Vorcaro nega à PF ter corrompido servidores do BC e diz que poderia

Vorcaro nega à PF ter corrompido servidores do BC e diz que poderia 'falar mais' com delação

Fonte: Bandeira da fonte

O banqueiro Daniel Vorcaro prestou depoimento à Polícia Federal por aproximadamente quatro horas nesta sexta-feira, 28, no inquérito que apura as suspeitas de cooptação de dois servidores do Banco Central.
Ele negou ter praticado atos de corrupção desses servidores, mas, ao final do depoimento, disse à PF que se estivesse em um ambiente de delação premiada, "poderia falar muito mais coisas" sobre o assunto.

O depoimento seria realizado na quinta, 27, mas acabou sendo adiado por problemas técnicos.
A PF fez questionamentos sobre a relação de Vorcaro com o ex-diretor de fiscalização do BC, Paulo Sérgio Neves, e com o ex-chefe do departamento de supervisão bancária, Belline Santana.

Eles são suspeitos de terem recebido propinas em troca de dar uma consultoria informal ao dono do Banco Master durante o processo de tentativa de venda ao Banco de Brasília (BRB).
Vorcaro disse que os pagamentos feito a eles não tiveram irregularidades.

Belline foi contratado por um operador de Vorcaro para uma consultoria em um projeto para conectar jovens da periferia ao mercado financeiro, que a PF diz ter sido apenas de fachada, enquanto Paulo Sérgio vendeu um terreno ao cunhado de Vorcaro, Fabiano Zettel.

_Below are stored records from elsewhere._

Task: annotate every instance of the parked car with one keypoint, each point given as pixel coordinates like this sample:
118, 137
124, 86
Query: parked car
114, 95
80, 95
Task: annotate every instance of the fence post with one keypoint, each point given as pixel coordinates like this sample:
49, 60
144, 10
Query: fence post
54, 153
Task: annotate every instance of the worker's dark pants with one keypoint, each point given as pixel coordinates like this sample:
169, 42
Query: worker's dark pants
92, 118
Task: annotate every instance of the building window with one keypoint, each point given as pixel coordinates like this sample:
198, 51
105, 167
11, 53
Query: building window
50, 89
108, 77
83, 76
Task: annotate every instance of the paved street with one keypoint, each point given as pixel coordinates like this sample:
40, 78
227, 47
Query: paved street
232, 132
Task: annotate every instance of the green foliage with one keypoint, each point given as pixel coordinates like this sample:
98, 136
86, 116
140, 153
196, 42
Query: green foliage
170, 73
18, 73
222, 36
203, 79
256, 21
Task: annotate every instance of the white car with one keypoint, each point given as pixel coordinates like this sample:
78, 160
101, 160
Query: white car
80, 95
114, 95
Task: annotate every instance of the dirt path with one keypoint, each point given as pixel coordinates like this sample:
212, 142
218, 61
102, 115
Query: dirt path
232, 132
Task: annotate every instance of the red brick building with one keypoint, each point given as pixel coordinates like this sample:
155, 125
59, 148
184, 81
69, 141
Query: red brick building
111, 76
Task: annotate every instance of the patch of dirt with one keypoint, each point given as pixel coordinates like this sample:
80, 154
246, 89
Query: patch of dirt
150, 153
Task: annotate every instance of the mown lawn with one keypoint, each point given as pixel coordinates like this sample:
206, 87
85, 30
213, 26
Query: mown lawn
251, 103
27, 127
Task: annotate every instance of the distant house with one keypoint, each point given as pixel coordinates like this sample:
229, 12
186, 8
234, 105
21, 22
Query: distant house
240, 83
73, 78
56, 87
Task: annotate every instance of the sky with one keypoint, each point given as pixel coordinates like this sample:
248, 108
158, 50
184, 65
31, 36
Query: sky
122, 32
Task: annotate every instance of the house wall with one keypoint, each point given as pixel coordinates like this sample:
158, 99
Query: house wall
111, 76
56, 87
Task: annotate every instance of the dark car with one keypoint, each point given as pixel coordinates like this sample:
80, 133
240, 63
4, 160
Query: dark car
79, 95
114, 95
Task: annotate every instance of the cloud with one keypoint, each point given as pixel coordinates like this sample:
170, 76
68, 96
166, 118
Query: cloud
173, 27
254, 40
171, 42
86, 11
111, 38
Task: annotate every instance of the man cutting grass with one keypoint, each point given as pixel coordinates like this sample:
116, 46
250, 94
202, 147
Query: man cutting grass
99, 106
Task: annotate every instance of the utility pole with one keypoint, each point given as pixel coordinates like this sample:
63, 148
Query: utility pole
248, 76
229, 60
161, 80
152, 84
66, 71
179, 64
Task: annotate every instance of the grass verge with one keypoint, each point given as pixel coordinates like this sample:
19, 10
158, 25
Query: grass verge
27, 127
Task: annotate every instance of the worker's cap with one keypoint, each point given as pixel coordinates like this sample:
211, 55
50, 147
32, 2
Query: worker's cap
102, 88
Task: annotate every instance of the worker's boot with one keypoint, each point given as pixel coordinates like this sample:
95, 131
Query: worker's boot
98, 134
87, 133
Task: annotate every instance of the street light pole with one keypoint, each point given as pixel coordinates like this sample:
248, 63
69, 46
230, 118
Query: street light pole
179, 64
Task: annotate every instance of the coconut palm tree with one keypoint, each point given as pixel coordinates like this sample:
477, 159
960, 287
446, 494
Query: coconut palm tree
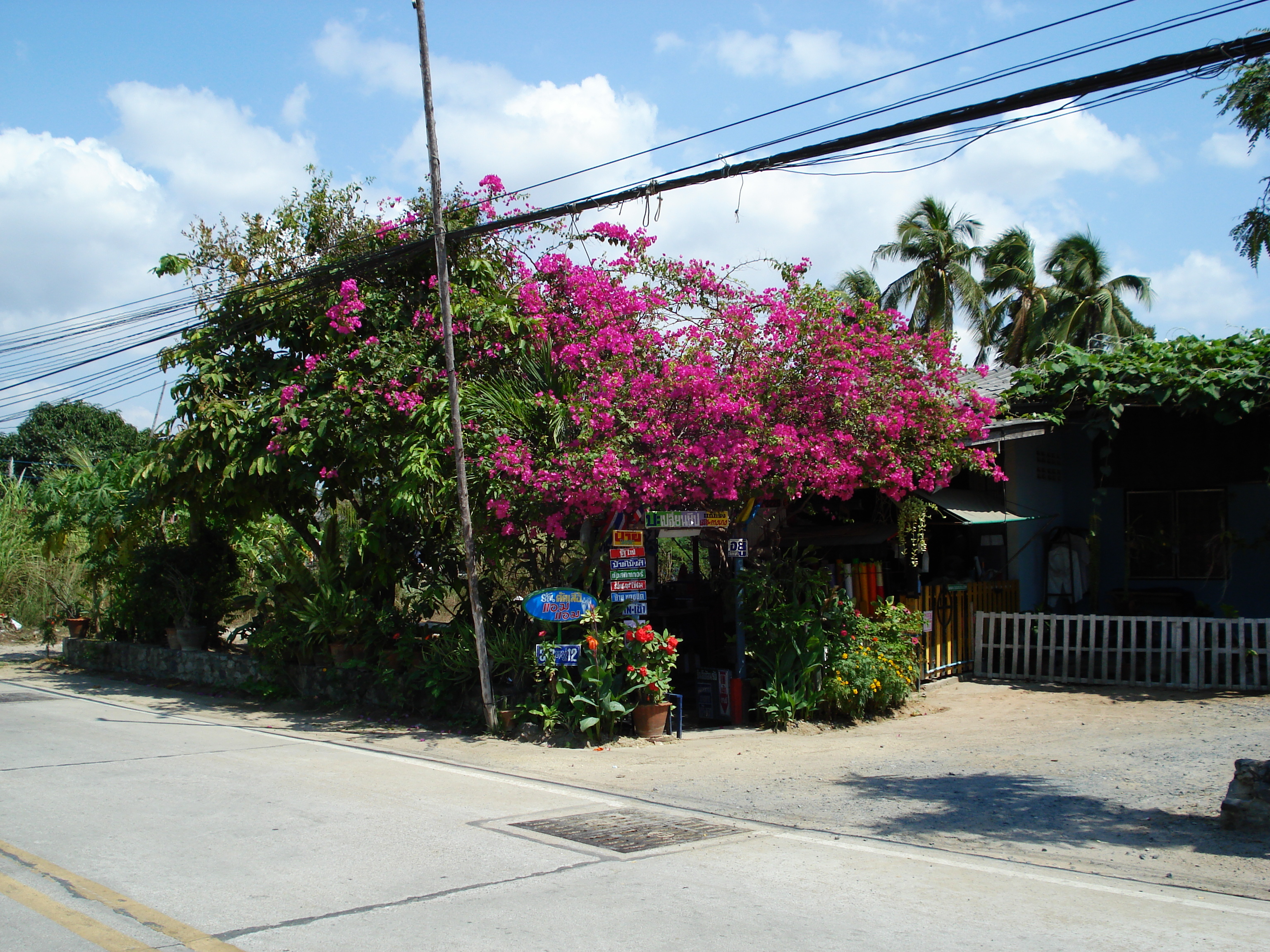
859, 285
1015, 323
943, 249
1086, 302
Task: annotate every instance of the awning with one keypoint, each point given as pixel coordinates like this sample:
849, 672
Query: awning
1001, 431
969, 507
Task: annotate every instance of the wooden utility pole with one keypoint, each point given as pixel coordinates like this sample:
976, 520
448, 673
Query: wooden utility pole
439, 233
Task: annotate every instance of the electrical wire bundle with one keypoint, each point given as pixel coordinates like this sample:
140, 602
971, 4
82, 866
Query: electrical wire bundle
35, 365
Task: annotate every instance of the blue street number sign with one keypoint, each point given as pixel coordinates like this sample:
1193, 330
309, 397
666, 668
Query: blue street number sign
563, 654
558, 605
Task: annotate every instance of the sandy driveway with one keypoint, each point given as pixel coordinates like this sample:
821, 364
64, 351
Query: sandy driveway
1119, 782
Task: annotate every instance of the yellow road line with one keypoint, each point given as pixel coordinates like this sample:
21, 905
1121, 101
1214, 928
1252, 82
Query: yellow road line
186, 935
68, 918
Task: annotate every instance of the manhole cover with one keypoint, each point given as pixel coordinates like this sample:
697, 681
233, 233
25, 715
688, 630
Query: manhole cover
628, 831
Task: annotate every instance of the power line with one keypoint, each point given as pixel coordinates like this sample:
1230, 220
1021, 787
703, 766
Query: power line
306, 280
825, 95
1098, 46
1155, 68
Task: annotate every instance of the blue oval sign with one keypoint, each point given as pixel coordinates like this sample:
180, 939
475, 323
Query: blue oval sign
558, 605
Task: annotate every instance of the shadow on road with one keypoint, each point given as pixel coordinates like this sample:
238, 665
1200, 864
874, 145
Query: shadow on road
1032, 809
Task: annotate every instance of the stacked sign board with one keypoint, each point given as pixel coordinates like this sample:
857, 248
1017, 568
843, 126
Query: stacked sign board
628, 571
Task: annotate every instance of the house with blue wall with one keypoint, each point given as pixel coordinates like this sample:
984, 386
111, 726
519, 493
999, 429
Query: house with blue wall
1166, 514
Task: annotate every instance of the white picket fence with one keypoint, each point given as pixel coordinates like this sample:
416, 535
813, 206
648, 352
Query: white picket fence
1196, 654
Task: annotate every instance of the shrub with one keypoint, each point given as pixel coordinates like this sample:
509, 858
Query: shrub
873, 663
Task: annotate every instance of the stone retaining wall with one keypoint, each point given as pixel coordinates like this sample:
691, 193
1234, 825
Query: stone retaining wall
211, 668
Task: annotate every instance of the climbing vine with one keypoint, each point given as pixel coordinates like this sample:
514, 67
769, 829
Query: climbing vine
1226, 378
912, 526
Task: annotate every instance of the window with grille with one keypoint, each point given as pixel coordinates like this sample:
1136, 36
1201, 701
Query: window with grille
1177, 533
1050, 466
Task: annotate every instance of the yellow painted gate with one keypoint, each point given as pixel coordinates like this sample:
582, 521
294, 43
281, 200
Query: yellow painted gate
948, 645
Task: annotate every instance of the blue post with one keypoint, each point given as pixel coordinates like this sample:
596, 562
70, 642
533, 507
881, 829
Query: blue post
677, 714
741, 629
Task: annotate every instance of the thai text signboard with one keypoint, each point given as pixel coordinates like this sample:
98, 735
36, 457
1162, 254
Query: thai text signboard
561, 654
694, 519
558, 605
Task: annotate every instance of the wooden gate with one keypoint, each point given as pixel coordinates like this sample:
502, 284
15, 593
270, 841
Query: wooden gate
1194, 654
948, 645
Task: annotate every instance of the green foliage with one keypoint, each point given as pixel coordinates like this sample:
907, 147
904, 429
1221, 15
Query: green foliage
792, 692
873, 663
1248, 97
785, 615
859, 285
1084, 306
1225, 378
33, 585
53, 433
944, 252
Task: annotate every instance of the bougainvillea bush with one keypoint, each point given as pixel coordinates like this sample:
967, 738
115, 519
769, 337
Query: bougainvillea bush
597, 377
690, 388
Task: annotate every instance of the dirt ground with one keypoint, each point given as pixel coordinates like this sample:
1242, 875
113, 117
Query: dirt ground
1114, 781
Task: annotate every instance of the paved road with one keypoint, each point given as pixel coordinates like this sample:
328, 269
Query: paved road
124, 829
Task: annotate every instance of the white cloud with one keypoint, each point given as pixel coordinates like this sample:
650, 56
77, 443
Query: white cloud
380, 64
800, 56
489, 122
1230, 149
1207, 296
215, 158
668, 41
81, 223
86, 220
294, 107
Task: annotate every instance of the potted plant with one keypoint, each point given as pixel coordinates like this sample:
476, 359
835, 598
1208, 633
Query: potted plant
76, 625
506, 715
651, 660
191, 635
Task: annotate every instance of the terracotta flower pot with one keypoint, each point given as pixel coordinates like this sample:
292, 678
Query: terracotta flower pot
651, 719
192, 639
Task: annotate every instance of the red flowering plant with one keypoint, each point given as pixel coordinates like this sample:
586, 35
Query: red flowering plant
651, 658
591, 697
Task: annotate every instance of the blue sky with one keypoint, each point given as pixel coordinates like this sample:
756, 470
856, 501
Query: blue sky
124, 121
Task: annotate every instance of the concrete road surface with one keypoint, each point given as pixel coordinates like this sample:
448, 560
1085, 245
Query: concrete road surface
125, 829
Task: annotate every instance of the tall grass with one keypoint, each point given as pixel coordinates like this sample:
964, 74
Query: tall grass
32, 587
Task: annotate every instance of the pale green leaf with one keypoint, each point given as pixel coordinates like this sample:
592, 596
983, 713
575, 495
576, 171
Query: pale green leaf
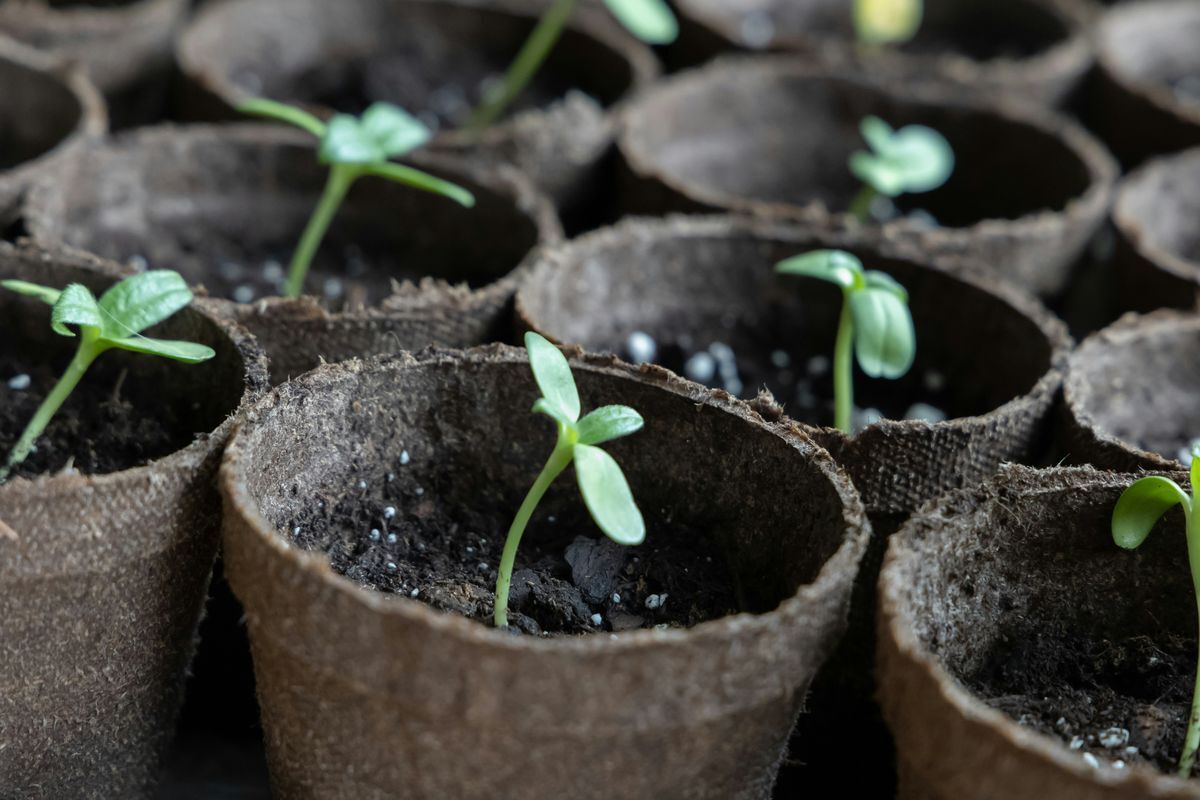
1141, 505
607, 497
553, 376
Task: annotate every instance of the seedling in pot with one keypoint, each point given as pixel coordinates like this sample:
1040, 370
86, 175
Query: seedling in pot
875, 323
114, 322
603, 485
913, 160
649, 20
1139, 509
353, 146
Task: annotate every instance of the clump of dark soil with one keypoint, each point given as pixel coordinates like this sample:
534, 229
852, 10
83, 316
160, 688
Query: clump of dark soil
396, 536
1120, 702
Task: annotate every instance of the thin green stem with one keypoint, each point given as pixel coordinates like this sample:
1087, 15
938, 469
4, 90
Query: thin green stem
341, 176
522, 70
861, 206
89, 348
843, 370
559, 458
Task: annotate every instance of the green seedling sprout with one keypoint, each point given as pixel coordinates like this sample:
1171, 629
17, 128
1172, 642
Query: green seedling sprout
603, 485
915, 158
887, 22
649, 20
1137, 512
353, 146
875, 323
114, 322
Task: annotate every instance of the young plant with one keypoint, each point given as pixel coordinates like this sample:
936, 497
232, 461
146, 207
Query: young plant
915, 158
352, 148
649, 20
875, 323
1140, 506
603, 485
114, 322
887, 22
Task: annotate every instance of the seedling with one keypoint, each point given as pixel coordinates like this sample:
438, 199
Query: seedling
353, 146
915, 158
114, 322
1140, 506
649, 20
603, 485
875, 323
887, 22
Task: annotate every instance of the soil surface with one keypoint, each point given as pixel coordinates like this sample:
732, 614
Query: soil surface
100, 428
1119, 702
569, 578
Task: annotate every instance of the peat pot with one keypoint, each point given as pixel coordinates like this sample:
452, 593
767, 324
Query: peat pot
125, 46
433, 58
771, 137
1129, 396
375, 683
1023, 654
108, 535
225, 205
1147, 94
1158, 245
1030, 49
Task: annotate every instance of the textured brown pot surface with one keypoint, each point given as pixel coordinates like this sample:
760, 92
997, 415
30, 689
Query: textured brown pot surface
370, 695
48, 108
1158, 256
1131, 392
103, 577
1032, 49
124, 47
203, 198
1141, 49
430, 56
1018, 570
771, 136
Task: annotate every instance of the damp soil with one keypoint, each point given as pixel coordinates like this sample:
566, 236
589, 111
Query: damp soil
394, 536
101, 428
1117, 702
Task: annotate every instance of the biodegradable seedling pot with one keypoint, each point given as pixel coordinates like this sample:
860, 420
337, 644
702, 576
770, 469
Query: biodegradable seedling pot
1023, 653
1129, 394
370, 692
771, 136
1158, 247
1032, 49
125, 46
108, 539
1146, 96
225, 205
433, 58
49, 108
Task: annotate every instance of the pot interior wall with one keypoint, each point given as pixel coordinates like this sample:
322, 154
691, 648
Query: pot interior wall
432, 58
37, 112
773, 137
472, 443
220, 210
723, 288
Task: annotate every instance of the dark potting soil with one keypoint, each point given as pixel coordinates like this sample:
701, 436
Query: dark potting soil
1122, 702
394, 536
100, 428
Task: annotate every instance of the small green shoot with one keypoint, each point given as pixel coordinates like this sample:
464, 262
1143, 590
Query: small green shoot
651, 20
915, 158
1140, 506
875, 323
887, 22
603, 485
353, 146
114, 322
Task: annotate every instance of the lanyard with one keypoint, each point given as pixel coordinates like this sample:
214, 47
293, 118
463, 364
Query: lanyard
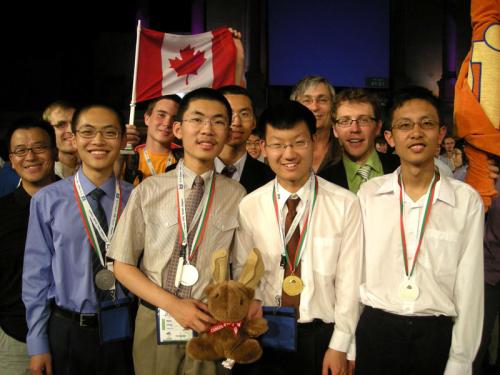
203, 212
170, 161
309, 206
427, 213
90, 221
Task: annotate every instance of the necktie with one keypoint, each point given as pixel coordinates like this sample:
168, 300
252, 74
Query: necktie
228, 170
364, 172
291, 248
95, 204
192, 202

No depoimento, Vorcaro disse que os pagamentos a Belline foram efetivamente para o projeto de jovens e que a transação com Paulo Sérgio foi definida por seu cunhado para investimento no mercado imobiliário.
De acordo com comunicado feito por sua defesa, Vorcaro negou atos de corrupção.
"Daniel respondeu de forma clara e consistente a todos os questionamentos que lhe foram formulados, não deixando qualquer indagação sem esclarecimento.
Restou demonstrado, em especial, que não houve qualquer ato de corrupção envolvendo os servidores mencionados na investigação", disse a nota, assinada pela equipe de advogados da defesa do banqueiro.
O depoimento foi feito por videoconferência de dentro da unidade prisional da Papudinha, onde ele está detido há cerca de dois meses.
O delegado responsável pelo caso e sua defesa participaram também por vídeo.
É o primeiro depoimento de Vorcaro à PF depois que ele tentou fazer um acordo de delação premiada, que acabou sendo rejeitado pelos investigadores.
Sua defesa tem sinalizado que ele continua querendo colaborar e quer tentar fazer uma terceira proposta de delação, mas ainda não houve nenhum movimento concreto nesse sentido.

A frase dita pelo banqueiro à PF no depoimento foi uma demonstração dessa disposição.
No final do interrogatório, ele afirmou que "poderia falar muito mais coisas" se estivesse em um ambiente de colaboração premiada.
A defesa afirmou, na nota divulgada à imprensa, que Vorcaro "externou, ainda, sua plena disposição de prestar esclarecimentos mais amplos e aprofundados sobre os fatos, desde que lhe seja efetivamente assegurada a possibilidade de colaborar".